Monday, February 22, 2021

Meta-analysis on Belief in Free Will Manipulations: We find little evidence for the idea that manipulating belief in free will has downstream consequences on cognition, attitudes or behavior

Genschow, Oliver, Emiel Cracco, Jana Schneider, John Protzko, David Wisniewski, Marcel Brass, and Jonathan Schooler. 2021. “Meta-analysis on Belief in Free Will Manipulations.” PsyArXiv. February 21. doi:10.31234/osf.io/quwgr

Abstract: Whether free will exists is a longstanding philosophical debate. Cognitive neuroscience and popular media have been putting forward the idea that free will is an illusion, raising the question of what would happen if people stopped believing in free will altogether. Psychological research has investigated this question by testing the consequences of experimentally weakening people’s belief in free will. The results of these investigations have been mixed, with successful experiments and unsuccessful replications. This raises two fundamental questions that can best be investigated with a meta-analysis: First, can free will beliefs be manipulated and, second, do such manipulations have downstream consequences?
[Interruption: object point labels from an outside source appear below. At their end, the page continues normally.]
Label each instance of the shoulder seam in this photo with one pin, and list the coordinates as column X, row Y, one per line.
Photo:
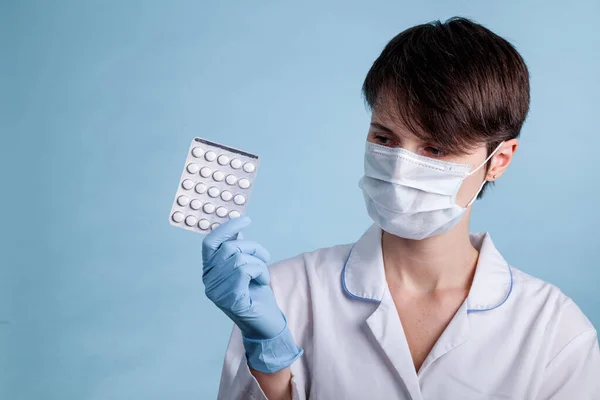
column 574, row 339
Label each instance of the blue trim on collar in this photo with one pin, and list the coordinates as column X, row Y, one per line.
column 344, row 282
column 469, row 310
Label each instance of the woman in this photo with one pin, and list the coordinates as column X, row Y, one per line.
column 417, row 308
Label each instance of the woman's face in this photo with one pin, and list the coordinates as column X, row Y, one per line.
column 391, row 132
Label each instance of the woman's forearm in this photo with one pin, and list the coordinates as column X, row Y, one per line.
column 276, row 386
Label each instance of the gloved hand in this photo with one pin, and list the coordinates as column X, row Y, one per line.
column 236, row 279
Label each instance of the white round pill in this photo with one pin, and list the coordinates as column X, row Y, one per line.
column 203, row 224
column 205, row 172
column 193, row 168
column 231, row 179
column 201, row 188
column 218, row 176
column 223, row 159
column 249, row 167
column 197, row 152
column 183, row 201
column 177, row 217
column 187, row 184
column 244, row 183
column 190, row 220
column 226, row 195
column 214, row 191
column 239, row 199
column 236, row 164
column 210, row 156
column 195, row 204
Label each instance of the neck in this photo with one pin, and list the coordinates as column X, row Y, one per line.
column 442, row 262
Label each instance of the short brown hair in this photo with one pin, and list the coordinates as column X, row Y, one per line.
column 456, row 84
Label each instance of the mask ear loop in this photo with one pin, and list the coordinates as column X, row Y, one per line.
column 484, row 181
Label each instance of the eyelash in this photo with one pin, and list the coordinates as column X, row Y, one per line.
column 432, row 151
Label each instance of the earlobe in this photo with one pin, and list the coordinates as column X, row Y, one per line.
column 502, row 160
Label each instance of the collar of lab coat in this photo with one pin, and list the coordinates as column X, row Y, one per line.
column 363, row 275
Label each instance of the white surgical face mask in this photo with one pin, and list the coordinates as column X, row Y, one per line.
column 412, row 196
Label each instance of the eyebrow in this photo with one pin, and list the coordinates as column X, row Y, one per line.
column 383, row 128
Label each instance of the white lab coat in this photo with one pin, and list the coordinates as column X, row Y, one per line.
column 514, row 337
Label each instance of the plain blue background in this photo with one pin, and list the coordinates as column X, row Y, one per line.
column 102, row 299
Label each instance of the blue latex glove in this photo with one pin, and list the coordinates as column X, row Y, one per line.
column 236, row 279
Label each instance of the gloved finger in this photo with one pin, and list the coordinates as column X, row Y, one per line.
column 223, row 233
column 230, row 248
column 253, row 268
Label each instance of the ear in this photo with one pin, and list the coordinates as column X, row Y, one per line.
column 501, row 160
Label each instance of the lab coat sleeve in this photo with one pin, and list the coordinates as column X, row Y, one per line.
column 574, row 373
column 237, row 382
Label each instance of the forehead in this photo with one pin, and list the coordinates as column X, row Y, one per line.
column 426, row 124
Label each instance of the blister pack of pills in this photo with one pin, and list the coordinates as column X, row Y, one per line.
column 215, row 186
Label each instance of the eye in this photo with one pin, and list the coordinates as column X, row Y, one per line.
column 434, row 152
column 385, row 140
column 382, row 139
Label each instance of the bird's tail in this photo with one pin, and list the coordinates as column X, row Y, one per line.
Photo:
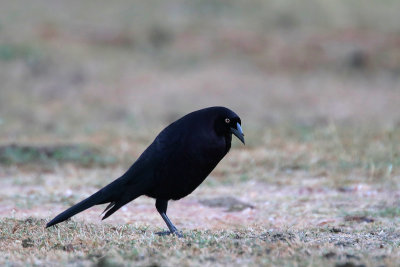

In a meta-analysis across 146 experiments (95 unpublished) with a total of 26,305 participants, we show that exposing individuals to anti-free will manipulations decreases belief in free will, g = -0.29, 95% CI = [-0.35, -0.22], and increases belief in determinism, g = 0.17, 95% CI = [0.09, 0.24]. In contrast, we find little evidence for the idea that manipulating belief in free will has downstream consequences after accounting for small sample and publication bias. Together, our findings have important theoretical implications for research on free will beliefs and contribute to the discussion of whether reducing people’s belief in free will has societal consequences.